We cultivate around the brassica plants, then broadcast a mix of clovers: 1 oz crimson clover, 1 oz large white Ladino clover and 2 oz common red clover (medium, multi-cut) per 100 square feet. Then if it doesn’t rain, we water like crazy for a few days, which is all it takes to get the clover germinated. We have drip tape for the brassicas, but we need overhead sprinklers for the clover mix. The crimson clover is the fastest growing in the fall, and the others gradually take over in the spring and summer of the next year. We like watching the progression from crimson clover to red to white as each type comes into its strength.
This method of undersowing clovers in fall brassicas works well for us. It provides cover for the soil, legumes which provide nitrogen for the crop. The clovers survive the winter, and in the spring, we mow off the dead broccoli stems and let the clover grow. If all goes well, we keep the clover mix for a whole year (our Green Fallow Year), feeding the soil and eliminating weed seeds. We mow it to prevent the crimson clover seeding (which could be a nuisance) and when ever any weeds seem to be gaining. Here’s a couple of pictures from a previous year. (That’s our Dairy Barn by the side of the driveway, and our Hay Barn in the distance.)
I’ve written up this method as part of an article for Growing for Market magazine, for the September issue.
And now our bad news – more nematodes in the hoophouse. When we pulled up our early tomatoes, the roots of four of them in one bed were gnarly with lumps. It’s the return of the Root Knot Nematodes.

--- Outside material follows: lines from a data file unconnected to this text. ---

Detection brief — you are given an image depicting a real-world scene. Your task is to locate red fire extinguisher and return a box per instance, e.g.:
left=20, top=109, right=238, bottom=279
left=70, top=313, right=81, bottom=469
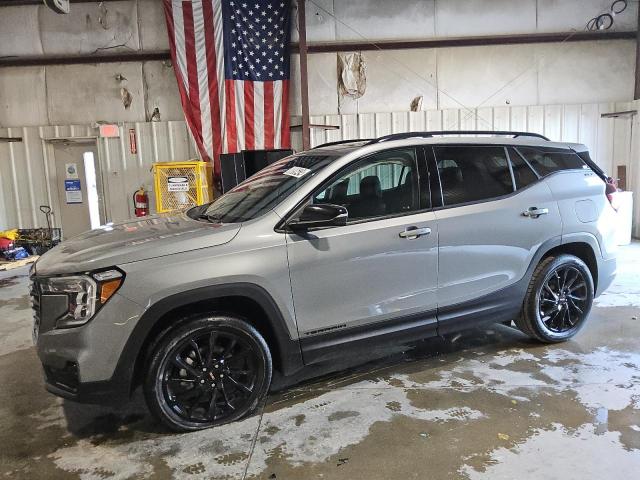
left=133, top=186, right=149, bottom=217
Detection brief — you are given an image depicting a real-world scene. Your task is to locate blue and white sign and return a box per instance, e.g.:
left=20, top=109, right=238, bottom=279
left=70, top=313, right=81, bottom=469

In the early spring of 2011 we found spinach with lumpy roots. We sent some plants with soil attached, to the Plant Diseases Clinic and got the diagnosis of Peanut Root-Knot Nematodes. We put that half a bed into a series of cover crops, (wheat and white lupins in the winter, French marigolds and sesame in the spring) and solarized it each summer, for two years. In the summer of 2013, we grew Mississippi Silver cowpeas there (resistant to RKN). This past winter we grew lettuce in the that affected half-bed. We benefited – no sclerotinia drop in that lettuce crop, thanks to the summer solarization!
Meanwhile in the early summer of 2013, we found some beans with lumpy roots in the other half of the bed, so we started the same treatment there. Next summer (2015) we could grow the cowpeas there.

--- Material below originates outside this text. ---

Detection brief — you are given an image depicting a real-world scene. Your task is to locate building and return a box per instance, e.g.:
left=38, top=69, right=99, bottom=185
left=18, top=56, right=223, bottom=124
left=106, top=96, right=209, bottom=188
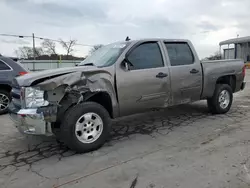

But now the next bed over has nematodes. Having a half-bed out of production is manageable, but one and a half is more of a blow. We are considering whether we need to be as cautious, or whether we should accept that some level of nematode infestation is likely in hoophouses in the south. We are looking at various scenarios. This research has consumed all my available time this week. Information about nematodes is sometimes too general to be useful, as there are many kinds other than root-knot ones. Plus, what’s true for Peanut RKN is not necessarily true for Southern RKN or Northern RKN. Grr!

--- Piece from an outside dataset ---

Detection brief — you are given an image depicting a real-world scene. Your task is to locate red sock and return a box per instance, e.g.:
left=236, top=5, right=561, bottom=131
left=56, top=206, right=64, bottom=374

I’ve assembled a long list of tomato varieties resistant to some kind of RKN, although I don’t yet know which of them are resistant to Peanut Root-Knot Nematode. Many, many food crops are susceptible. Most of the resistant crops are ones we don’t want to grow in the hoophouse: Jerusalem artichokes, globe artichokes, asparagus, horseradish, rhubarb, maybe sweet corn (opinions vary on its resistance/susceptibility).
Maybe we could grow West Indian gherkins one summer. We’d get soooo many pickles! It’s a very productive crop for us. One idea was to build a second hoophouse and use the old one for (resistant) strawberries for two years! We’re not really at the place to do that, though, financially or time-wise.
Currently I’m studying a list of biocontrols to see what’s available and affordable. Life goes on. Hopefully we can decide at our crew meeting on Thursday, because we can’t start to implement our fall planting schedule in the hoophouse until we decide about the nematodes.